At the centre of the argument is that profit arises from exploitation. Workers, through their labour, produce goods and services that have value. However, the wages they receive do not correspond to the full value they create. The difference between the value produced and the wage the worker is paid—what is called surplus value—is taken by the owners of capital as profit. This process is not the result of individual moral failure; it is a necessary feature of the structure of capitalism. Firms must generate profit in order to survive within a competitive market, and this creates constant pressure to reduce costs and increase productivity in order to increase the creation of surplus value.
Competition between firms is a defining feature of capitalism, and it contributes to the system’s vitality and adaptability, as well as its instability. In order to remain competitive, businesses are compelled to adopt new technologies, reorganise production, and expand into new markets. While these processes can drive innovation and growth, they also lead to disruption. Jobs are lost as industries are transformed, smaller firms are displaced by larger ones, and entire sectors can rise and fall over relatively short periods. The result is a system that is constantly in motion, but rarely stable.
As a result capitalism experiences frequent economic crises. No other economic system in the history of human society has experienced such frequent crises. These often take the form of overproduction or underconsumption, in which more goods are produced than can be sold profitably. The push to reduce costs and increase profit creates a downward pressure on wages, this limits the ability of workers to buy goods, which then reduces demand. When goods cannot be sold, production is cut back, workers are laid off, and investment declines. This leads to unemployment, unused productive capacity, and widespread social hardship, even though society retains the ability to produce more than enough to meet human needs. These crises are not anomalies but recurring patterns.

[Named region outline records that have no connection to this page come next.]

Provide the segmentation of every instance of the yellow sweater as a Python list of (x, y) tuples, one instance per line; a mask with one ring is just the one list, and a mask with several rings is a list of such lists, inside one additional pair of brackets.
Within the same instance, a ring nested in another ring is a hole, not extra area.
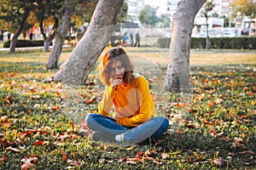
[(145, 77), (135, 74), (135, 81), (129, 86), (119, 85), (115, 89), (107, 87), (98, 112), (107, 116), (114, 106), (113, 118), (125, 127), (137, 127), (157, 116)]

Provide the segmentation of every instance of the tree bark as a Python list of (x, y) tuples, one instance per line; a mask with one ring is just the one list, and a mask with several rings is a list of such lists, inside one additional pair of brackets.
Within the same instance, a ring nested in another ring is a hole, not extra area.
[(58, 68), (58, 63), (62, 50), (62, 46), (69, 31), (69, 23), (74, 9), (74, 6), (71, 3), (71, 1), (67, 1), (67, 9), (65, 10), (64, 15), (62, 17), (60, 33), (57, 36), (56, 42), (49, 57), (48, 63), (46, 64), (46, 68), (48, 69)]
[(20, 35), (21, 31), (22, 31), (22, 29), (23, 29), (23, 26), (25, 25), (25, 22), (27, 19), (29, 15), (29, 13), (25, 13), (24, 14), (24, 16), (23, 16), (23, 19), (20, 24), (20, 26), (17, 28), (12, 40), (11, 40), (11, 42), (10, 42), (10, 46), (9, 46), (9, 53), (15, 53), (15, 48), (16, 48), (16, 45), (17, 45), (17, 42), (18, 42), (18, 37)]
[(100, 0), (82, 39), (61, 66), (54, 80), (73, 85), (84, 83), (114, 31), (124, 0)]
[(167, 71), (163, 90), (175, 93), (189, 91), (189, 51), (195, 14), (207, 0), (182, 0), (173, 19)]
[(40, 31), (41, 33), (43, 35), (44, 37), (44, 52), (49, 52), (49, 44), (50, 42), (53, 41), (53, 39), (55, 38), (55, 30), (59, 27), (59, 20), (58, 19), (55, 18), (55, 25), (53, 26), (50, 33), (48, 35), (48, 37), (46, 36), (46, 33), (44, 32), (44, 18), (41, 18), (40, 21), (39, 21), (39, 27), (40, 27)]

Over time, capitalism also tends to concentrate wealth and power. Large firms expand by outcompeting or absorbing smaller ones, leading to increasing centralisation of economic control. Wealth is amassed in the hands of a relatively small section of society, while the majority remain dependent on wages which usually only just about cover a basic living. This concentration of economic power has broader social consequences, shaping political institutions and influencing the direction of social development.
This critique of capitalism extends beyond economic structures and into the experience of everyday life. Under capitalism, workers often have little control over their work or its outcomes. We are often disconnected from the things we produce through our labour, and are without real meaningful control over our own daily lives in work. Marx described this condition as alienation: a sense in which human beings are separated from their own creative capacities and from one another.
The overall picture is of a system that is highly productive but filled with tensions and contradictions. Capitalism generates wealth and innovation on a vast scale, but does so through processes that produce inequality, instability, and forms of social disconnection. For Marxism, these are not surface-level problems that can be solved by making small policy changes, but instead they are structural features that are rooted in the basic organisation of the system itself.